I do have a lot of irregular rhythm, flutters, missed beats, extra beats, and because of that I will have to take a blood thinning med. I could throw a clot into my brain or somewhere, and then I would die. I am not ready yet! I am going to keep on trucking!

So the perfect cascade was the people I was involved with in this cardiac trip. It all fell into place, and worked for a positive outcome for me. Sometimes you are just lucky I guess, and now I continue down the path I was taking, to get to see my grandson get married and meet my first great grand baby girl! I feel the power of something out there, and it is good. Namaste

Wednesday, February 16, 2011

Blood Tests!

Over the past three days, I have had 4 vials of blood drawn. We are trying to find out what is going on with this old lady. Chest pains and liver tests running high. It is sort of like a perfect storm. I am getting ready for a trip, and it seems like my body says, 'wait a minute, was I consulted?' So I wait and wonder what it will all add up to be for the next phase of my life.

We have been having very cold weather, and that started my asthma acting up, breathing cold air, and I got to coughing, my chest feel tight, and then the sharp pains.

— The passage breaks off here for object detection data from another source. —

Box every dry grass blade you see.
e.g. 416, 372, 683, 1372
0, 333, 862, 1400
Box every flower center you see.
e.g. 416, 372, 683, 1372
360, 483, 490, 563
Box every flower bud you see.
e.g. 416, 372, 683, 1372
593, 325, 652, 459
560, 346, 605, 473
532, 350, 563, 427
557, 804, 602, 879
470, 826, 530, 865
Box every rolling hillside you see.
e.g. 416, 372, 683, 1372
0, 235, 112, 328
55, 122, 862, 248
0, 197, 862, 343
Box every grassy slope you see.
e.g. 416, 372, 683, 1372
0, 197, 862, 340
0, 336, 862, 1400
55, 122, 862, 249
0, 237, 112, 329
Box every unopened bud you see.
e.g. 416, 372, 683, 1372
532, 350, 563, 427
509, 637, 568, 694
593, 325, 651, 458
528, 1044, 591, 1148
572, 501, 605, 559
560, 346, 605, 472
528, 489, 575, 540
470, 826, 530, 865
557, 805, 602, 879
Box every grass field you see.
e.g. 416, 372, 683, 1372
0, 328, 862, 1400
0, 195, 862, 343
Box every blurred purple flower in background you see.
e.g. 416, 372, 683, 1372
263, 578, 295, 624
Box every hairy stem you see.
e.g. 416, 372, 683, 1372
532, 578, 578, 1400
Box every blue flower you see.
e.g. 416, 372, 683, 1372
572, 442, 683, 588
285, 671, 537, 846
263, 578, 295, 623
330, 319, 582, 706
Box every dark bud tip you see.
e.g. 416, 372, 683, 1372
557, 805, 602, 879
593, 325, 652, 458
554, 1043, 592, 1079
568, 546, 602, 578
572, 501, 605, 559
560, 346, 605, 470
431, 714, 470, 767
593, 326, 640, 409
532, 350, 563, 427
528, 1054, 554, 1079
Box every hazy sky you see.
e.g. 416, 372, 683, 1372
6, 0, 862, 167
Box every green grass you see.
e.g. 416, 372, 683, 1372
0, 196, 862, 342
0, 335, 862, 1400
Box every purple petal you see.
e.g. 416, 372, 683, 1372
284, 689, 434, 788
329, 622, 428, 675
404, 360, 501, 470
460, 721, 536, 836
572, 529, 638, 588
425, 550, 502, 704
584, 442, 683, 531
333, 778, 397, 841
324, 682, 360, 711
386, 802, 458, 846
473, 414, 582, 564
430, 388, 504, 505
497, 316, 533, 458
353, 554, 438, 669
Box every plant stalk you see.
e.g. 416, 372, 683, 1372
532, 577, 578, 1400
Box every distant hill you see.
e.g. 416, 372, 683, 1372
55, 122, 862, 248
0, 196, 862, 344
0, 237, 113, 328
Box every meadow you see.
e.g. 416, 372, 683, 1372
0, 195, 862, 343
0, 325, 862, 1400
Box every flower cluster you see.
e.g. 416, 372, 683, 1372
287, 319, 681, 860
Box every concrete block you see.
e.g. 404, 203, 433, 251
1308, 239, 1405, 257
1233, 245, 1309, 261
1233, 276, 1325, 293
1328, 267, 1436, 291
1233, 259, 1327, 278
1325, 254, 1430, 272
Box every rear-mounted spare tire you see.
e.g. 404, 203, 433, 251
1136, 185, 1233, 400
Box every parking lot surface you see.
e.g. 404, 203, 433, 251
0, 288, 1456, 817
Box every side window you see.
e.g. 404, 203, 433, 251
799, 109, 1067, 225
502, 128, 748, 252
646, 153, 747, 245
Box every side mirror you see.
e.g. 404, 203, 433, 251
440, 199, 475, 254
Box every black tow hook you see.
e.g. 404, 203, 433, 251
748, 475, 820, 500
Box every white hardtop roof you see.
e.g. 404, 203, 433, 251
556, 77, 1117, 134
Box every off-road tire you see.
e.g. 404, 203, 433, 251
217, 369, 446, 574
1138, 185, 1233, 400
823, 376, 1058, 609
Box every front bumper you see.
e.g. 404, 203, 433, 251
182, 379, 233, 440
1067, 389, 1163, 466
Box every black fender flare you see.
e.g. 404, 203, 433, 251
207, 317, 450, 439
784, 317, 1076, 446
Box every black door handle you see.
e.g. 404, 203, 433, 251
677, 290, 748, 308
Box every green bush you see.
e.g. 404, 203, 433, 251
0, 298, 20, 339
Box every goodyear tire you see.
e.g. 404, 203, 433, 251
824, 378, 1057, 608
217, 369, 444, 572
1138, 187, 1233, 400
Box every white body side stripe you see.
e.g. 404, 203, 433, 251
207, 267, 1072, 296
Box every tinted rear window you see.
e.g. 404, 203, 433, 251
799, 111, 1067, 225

Actually I wrote about the first manifestation with the statins, and now this is the next manifestation, sharp chest pains, being out of breath, tired, and just not feeling very good. Hey, I am working at trying to keep this body functioning. But age is piling up, the years being added. We will just have to see!

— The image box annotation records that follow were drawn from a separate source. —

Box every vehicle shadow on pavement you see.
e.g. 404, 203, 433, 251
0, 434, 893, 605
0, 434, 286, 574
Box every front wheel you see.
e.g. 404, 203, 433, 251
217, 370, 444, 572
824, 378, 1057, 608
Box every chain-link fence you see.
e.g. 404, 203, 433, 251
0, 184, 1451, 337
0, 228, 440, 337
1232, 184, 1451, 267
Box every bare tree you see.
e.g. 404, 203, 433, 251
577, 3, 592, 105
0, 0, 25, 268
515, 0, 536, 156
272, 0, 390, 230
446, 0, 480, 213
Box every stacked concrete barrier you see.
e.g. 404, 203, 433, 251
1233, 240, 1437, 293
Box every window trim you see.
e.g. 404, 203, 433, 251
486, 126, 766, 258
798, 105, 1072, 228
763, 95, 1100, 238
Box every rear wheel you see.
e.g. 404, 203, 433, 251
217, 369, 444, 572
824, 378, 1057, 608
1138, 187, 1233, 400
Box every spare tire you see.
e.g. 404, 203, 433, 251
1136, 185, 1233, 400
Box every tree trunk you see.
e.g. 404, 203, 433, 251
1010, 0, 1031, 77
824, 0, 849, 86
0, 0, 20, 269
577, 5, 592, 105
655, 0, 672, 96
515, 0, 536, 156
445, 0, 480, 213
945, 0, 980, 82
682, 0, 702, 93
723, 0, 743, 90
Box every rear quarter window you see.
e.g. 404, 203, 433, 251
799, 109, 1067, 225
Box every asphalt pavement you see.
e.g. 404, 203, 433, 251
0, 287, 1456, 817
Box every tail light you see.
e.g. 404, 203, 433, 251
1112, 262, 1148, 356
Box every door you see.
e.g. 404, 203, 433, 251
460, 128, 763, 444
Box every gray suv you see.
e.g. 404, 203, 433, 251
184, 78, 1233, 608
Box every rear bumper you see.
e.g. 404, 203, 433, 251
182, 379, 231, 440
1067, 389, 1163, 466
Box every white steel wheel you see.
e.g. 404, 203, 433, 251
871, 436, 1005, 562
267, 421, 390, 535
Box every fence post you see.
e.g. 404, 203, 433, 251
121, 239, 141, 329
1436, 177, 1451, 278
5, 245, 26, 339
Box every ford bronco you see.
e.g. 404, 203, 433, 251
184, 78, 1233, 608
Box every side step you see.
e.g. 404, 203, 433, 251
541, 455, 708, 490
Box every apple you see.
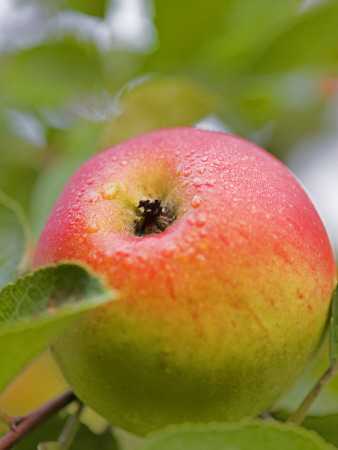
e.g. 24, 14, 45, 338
34, 128, 336, 435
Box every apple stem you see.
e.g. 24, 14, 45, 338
0, 391, 78, 450
287, 362, 338, 425
135, 198, 175, 236
58, 402, 84, 450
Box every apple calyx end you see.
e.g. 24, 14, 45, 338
134, 198, 176, 236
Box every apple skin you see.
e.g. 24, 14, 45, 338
34, 128, 336, 435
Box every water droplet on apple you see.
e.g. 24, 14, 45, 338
162, 244, 176, 256
193, 178, 203, 187
191, 195, 201, 208
196, 213, 207, 228
188, 214, 195, 225
196, 254, 205, 262
86, 218, 99, 234
87, 192, 99, 203
101, 183, 119, 200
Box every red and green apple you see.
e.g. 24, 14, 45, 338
34, 128, 336, 434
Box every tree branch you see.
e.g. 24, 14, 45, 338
287, 363, 338, 425
0, 391, 77, 450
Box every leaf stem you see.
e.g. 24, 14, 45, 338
0, 391, 77, 450
287, 362, 338, 425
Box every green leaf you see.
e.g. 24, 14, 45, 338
302, 414, 338, 447
0, 39, 101, 109
29, 121, 102, 238
0, 264, 116, 392
194, 0, 301, 73
330, 286, 338, 364
101, 77, 219, 149
154, 0, 233, 66
252, 1, 338, 73
60, 425, 118, 450
144, 421, 334, 450
0, 191, 29, 289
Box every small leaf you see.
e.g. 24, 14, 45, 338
302, 414, 338, 446
0, 38, 101, 110
0, 192, 29, 289
0, 264, 116, 392
100, 77, 218, 149
144, 421, 334, 450
330, 286, 338, 364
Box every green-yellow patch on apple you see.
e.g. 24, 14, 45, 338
34, 128, 336, 434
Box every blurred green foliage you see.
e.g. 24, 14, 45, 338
0, 0, 338, 230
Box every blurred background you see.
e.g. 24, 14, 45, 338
0, 0, 338, 442
0, 0, 338, 252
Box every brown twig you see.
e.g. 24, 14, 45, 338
0, 391, 77, 450
287, 363, 338, 425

Wednesday, January 19, 2011

Coming Back

I haven't been on this for some time. Guess it is time to come back with something, anything to catch up! Been having lots of snow where we live, and more today. It is the kind that you really can't see very well if you are out in it, whiteout! Well, that is if you are elderly and at last facing up to your mortality!

My history goes from feeling really great in the summer, riding my road bike, blood tests all within normal range to feeling like I am going to explode. From July= good, to November= bad, and wondering what could have changed things so rapidly. I had been on my third full time statin to try and help lower my cholesterol, more importantly my triglycerides which seems to be genetic in my family as being high, and I was also having severe muscle pains in my thighs, knees, and groin area, and beyond. Well, it felt severe to me. It caused me to go and try to find out what was going on in my left knee! After the physiotherapy, and MRI, nothing was wrong but bone on bone and nothing to fix. So I tried to think of what I could do other than surgery which I don't want to do. Then at Thanksgiving gathering, I bloated up, gained about 6 lbs, was very uncomfortable, didn't want to eat much and decided I needed attention. I also had a tender hamstring on the same leg as the knee problem, and after I had intensive massage, limped a bit, swore I was getting tired of all of this, I stopped the statin. I had suspected maybe the statins were doing a number on my muscles. I went to see the local GP, had a blood test, and sure enough the AST (muscle damage revealing test) was elevated as was BUN (kidney function). Felt apprehensive about this. And now after two months, a liver etc. ultrasound, and worrying about hepatitis event, am feeling a bit better, although AST and ALT are still elevated. Guess I just have to heal!

But at my ascending age, I think I don't need a lot of miracle medicine that is going to make me better [NO], but maybe just a little more attention to my diet and keeping up the exercise! I know the drug companies want to sell their new wonder drugs, but maybe I should just try to keep on keeping on with attention to joive de vie! I just may be feeling a lot better than I was about three months ago!